O levantamento considerou os impactos em quatro aspectos do cotidiano: saúde mental, alimentação e exercícios físicos, vida amorosa e racismo. Abaixo, um resumo das descobertas dos pesquisadores:

Saúde mental

É o grande ponto negativo. Quase metade (47%) das pessoas ouvidas relataram a sensação de estarem presas em casa, e três quintos se afirmaram estar mais estressadas, nervosas ou ansiosas. Além disso, 45% sentem-se mais tristes, deprimidos ou sem esperança. Mais da metade (54%) das pessoas ouvidas está “muito preocupada” com o risco de contrair a covid-19. Os números são maiores entre os trabalhadores que estão em atividades que não podem ser adaptadas ao home office, como balconistas e entregadores.

Alimentação e exercícios

Mais de um terço dos entrevistados disseram que, por causa do estresse, eles estão ​​comendo mais. Os relatos sobre consumo elevado de alimentos pouco saudáveis foram feitos por 41% dos participantes do levantamento, e 35% dizem que estão fazendo menos exercícios.

Romance

Entre as pessoas que estão em relacionamentos de longo prazo, um quarto relatou ter menos assuntos para conversar do que na semana anterior, enquanto um quarto relatou ter mais argumentos do que o normal. (Dos entrevistados, 57% contaram que “gritam com o parceiro na mesma frequência” que antes da pandemia.) Apenas 19% relatam ter relações sexuais com mais frequência do que o normal, enquanto 61% dizem que as relações sexuais não mudaram.

Racismo

O quadro é igualmente negativo nesse aspecto. Um quarto dos chineses ou descendentes de chineses dos Estados Unidos diz ter sofrido três ou mais incidentes de racismo, como comentários preconceituosos (“volte pra o seu país” é um dos que foram relatados) e ameaças de agressão física. Um terço dos asiáticos (por origem ou ascendência) dos EUA relataram ao menos um episódio de racismo. Esses incidentes têm correlação com o aumento dos casos de estresse, solidão, ansiedade, depressão e emoções negativas.

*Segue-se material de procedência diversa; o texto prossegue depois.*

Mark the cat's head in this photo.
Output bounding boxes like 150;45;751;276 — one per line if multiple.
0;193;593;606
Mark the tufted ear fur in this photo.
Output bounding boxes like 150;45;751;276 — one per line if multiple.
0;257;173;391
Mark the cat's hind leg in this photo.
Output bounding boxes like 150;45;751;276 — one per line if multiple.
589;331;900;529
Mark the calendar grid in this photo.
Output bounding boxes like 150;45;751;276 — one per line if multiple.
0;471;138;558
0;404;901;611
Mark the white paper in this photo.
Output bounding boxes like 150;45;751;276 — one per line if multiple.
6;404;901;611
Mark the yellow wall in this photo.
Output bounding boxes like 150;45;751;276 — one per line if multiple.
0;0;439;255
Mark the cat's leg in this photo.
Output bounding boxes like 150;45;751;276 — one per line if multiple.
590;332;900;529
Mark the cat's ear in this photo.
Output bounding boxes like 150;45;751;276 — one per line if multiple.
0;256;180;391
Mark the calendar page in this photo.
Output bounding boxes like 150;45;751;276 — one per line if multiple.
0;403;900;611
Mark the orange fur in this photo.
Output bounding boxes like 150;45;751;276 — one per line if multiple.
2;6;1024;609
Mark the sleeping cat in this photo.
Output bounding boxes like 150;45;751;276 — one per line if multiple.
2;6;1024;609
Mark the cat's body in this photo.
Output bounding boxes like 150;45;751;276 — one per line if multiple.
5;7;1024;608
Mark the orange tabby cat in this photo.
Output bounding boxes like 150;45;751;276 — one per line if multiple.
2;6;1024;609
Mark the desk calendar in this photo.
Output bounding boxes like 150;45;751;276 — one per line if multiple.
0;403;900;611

E como lidar com esse quadro? Os pesquisadores detectaram que as pessoas que “agem para melhorar sua situação” e que “tentam encontrar algo positivo no que está acontecendo” são as que relataram estar em melhor estado mental. Na outra ponta, quem desistiu de tentar lidar com o problema, usou drogas ou álcool ou disse coisas para liberar sentimentos desagradáveis foram as que relataram o pior estado mental.